Presented at Research Days 2019.

This document is currently not available here.

Share

COinS
 

A Machine Learning Approach to Mapping Co-regulated Variant Loci and Gene Expression over Time

We developed a machine learning analysis pipeline to discover functional gene variants by examining the effect of RNA containing single nucleotide variants (SNVs) on gene expression at cis- and trans- genomic locations over time.
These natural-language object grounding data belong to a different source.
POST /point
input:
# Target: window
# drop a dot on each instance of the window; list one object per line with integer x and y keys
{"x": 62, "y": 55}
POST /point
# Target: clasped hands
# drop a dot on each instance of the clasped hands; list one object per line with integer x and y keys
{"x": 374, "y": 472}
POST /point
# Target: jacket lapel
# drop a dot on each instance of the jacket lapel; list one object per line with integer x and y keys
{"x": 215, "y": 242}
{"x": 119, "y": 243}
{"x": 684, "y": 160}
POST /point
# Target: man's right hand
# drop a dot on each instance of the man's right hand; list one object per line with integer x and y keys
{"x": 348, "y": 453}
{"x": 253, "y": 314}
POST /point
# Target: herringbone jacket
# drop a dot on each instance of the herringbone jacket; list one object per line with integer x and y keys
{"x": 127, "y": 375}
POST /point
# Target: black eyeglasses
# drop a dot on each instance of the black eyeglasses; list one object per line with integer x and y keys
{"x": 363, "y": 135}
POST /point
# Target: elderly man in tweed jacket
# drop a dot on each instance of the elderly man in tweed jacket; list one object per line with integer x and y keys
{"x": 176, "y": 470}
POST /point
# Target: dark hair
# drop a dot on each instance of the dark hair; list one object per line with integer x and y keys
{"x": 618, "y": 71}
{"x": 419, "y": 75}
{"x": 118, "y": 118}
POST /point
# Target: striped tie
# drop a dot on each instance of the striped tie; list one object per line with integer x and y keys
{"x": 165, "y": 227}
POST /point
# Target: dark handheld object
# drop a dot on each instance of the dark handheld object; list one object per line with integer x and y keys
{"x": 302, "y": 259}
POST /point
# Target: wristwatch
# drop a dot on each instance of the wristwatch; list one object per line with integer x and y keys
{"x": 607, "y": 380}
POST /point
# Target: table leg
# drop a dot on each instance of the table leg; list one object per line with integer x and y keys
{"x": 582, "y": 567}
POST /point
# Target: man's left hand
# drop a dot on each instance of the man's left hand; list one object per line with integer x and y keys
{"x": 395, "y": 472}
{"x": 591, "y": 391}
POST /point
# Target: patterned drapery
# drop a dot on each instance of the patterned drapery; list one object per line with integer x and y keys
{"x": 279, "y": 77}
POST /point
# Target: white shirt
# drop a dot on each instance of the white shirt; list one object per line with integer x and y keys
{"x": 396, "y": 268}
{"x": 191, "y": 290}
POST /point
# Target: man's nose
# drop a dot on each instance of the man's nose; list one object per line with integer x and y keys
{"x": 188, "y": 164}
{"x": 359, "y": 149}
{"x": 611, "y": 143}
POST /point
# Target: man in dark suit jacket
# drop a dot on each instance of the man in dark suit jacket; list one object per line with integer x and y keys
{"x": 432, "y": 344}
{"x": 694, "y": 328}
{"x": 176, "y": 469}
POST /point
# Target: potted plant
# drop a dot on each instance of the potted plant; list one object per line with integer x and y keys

This reflects a hypothesis of genetic co-regulation where, as the relative presence of a particular variant allele seen in RNA transcription changes over time (due to changing cellular requirements), gene expression elsewhere in the genome is affected as a result . We believe this analysis pipeline can give novel mechanistic insights into a wide range of basic and translational cell biology questions, particularly on the evolution of drug resistance in cancer cells. In order to measure changing cellular requirements in cancer cell lines, we conducted paired-end RNA sequencing on human melanoma cell line WM164 under 4 experimental conditions: with and without histone deacytelase (HDAC) inhibition, and with and without IFN-gamma treatment. This was done over 8 time points each, for a total of 32 samples. We then aligned the RNA-sequencing reads to the human genome and called variants. Our pipeline starts with clustering in Graphia Professional, which uses a graph-based approach to build relationships between genes. Each VAF or gene expression “time-course” groups with another if it meets a minimum Pearson correlation of 0.96. As a result, genes with similar expression trends and VAF trends are connected to each other in a structured graph. We then used a machine learning method called the Markov Cluster algorithm (MCL) to partition the graph into formal clusters by looking for packs of highly interconnected genes. We then built custom R modules to scan through the clusters to find pairs of VAF and gene expression profiles that cluster together in two samples or more. Once found, each pair was categorized as a cis- relationship if they were less than one million base-pairs apart, and trans- otherwise. All 60,963 VAF and gene expression profiles were clustered into 3,730 clusters, where each cluster represents a certain pattern of RNA regulation through time. Using custom R scripts, we discovered 440 co-regulated VAF containing positions and gene expression profiles. Further work will include Protein-Protein Interaction (PPI) analyses to validate findings, especially in a larger data set.